Reads For The Road: Somewhere Inside by Laura Ling & Lisa Ling

by Lindsay Shapka in ,

Should anyone from your government read this book, we want you to know that though we have unique but independent perspectives on North Korea, neither of us ever had any malicious intentions when visiting your country. We just firmly believe in the fundamental right of people to be free.
— p 315-316

In March of 2009, American journalists Laura Ling and Euna Lee were violently apprehended and imprisoned by North Korean soldiers while filming a documentary near the China-North Korea Border.

Over the months that they were held captive in one of the most mysterious and terrifying countries in the world, they endured intense interrogations that led to them being charged with ‘hostile acts’ and sentenced to 12 years in a labor camp. 

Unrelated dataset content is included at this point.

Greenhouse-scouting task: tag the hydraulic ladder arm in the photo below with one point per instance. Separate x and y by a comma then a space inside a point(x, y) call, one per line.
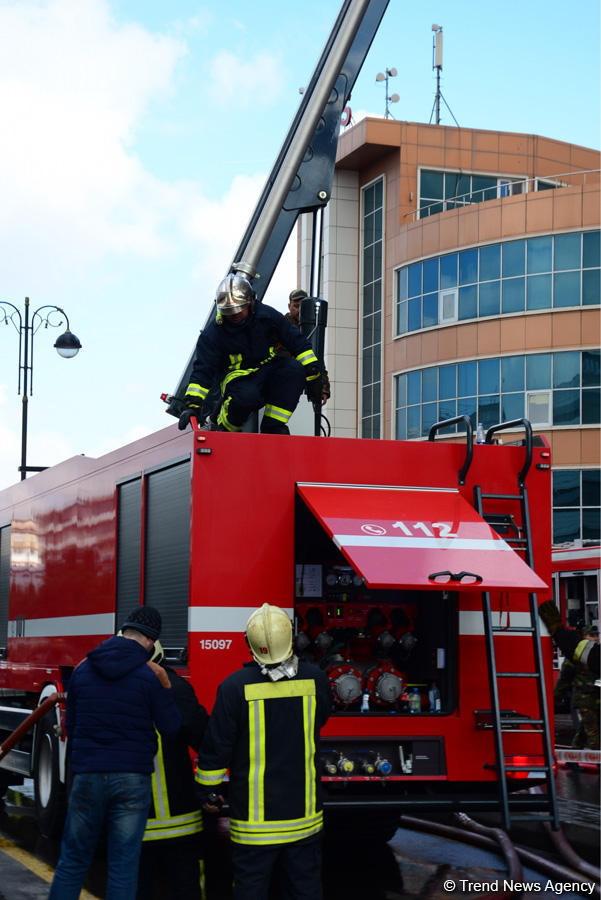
point(302, 176)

Somewhere Inside: One Sister’s Captivity in North Korea and the Other’s fight to Bring Her Home by both Lisa (also a prominent journalist) and Laura Ling, is an emotional, raw and honest account that gives insight into the events that unfolded, both in North Korea and America, leading to Laura and Euna’s eventual release. Told in their alternating voices, the sisters paint a fascinating picture of the mysterious, propaganda filled North Korea, the politics that played out in America, and the unique bond that allowed the sisters to send messages and comfort each other throughout the ordeal. 

Back in America, the Ling family witnessed humanity at its best, receiving an outpouring of love and support from around the world, while they waited to hear news about Laura.

More surprisingly, however, is Laura’s account of the kindness, connections and humanity that she encountered in the very people who hated her country and were holding her captive.

Laura’s stories were a testament to what happens when people are able to interact with others on a human-to-human level. When one is given the opportunity to look another person in the eye, irrespective of preconceived ideas about each other, things can often change, perspectives can widen.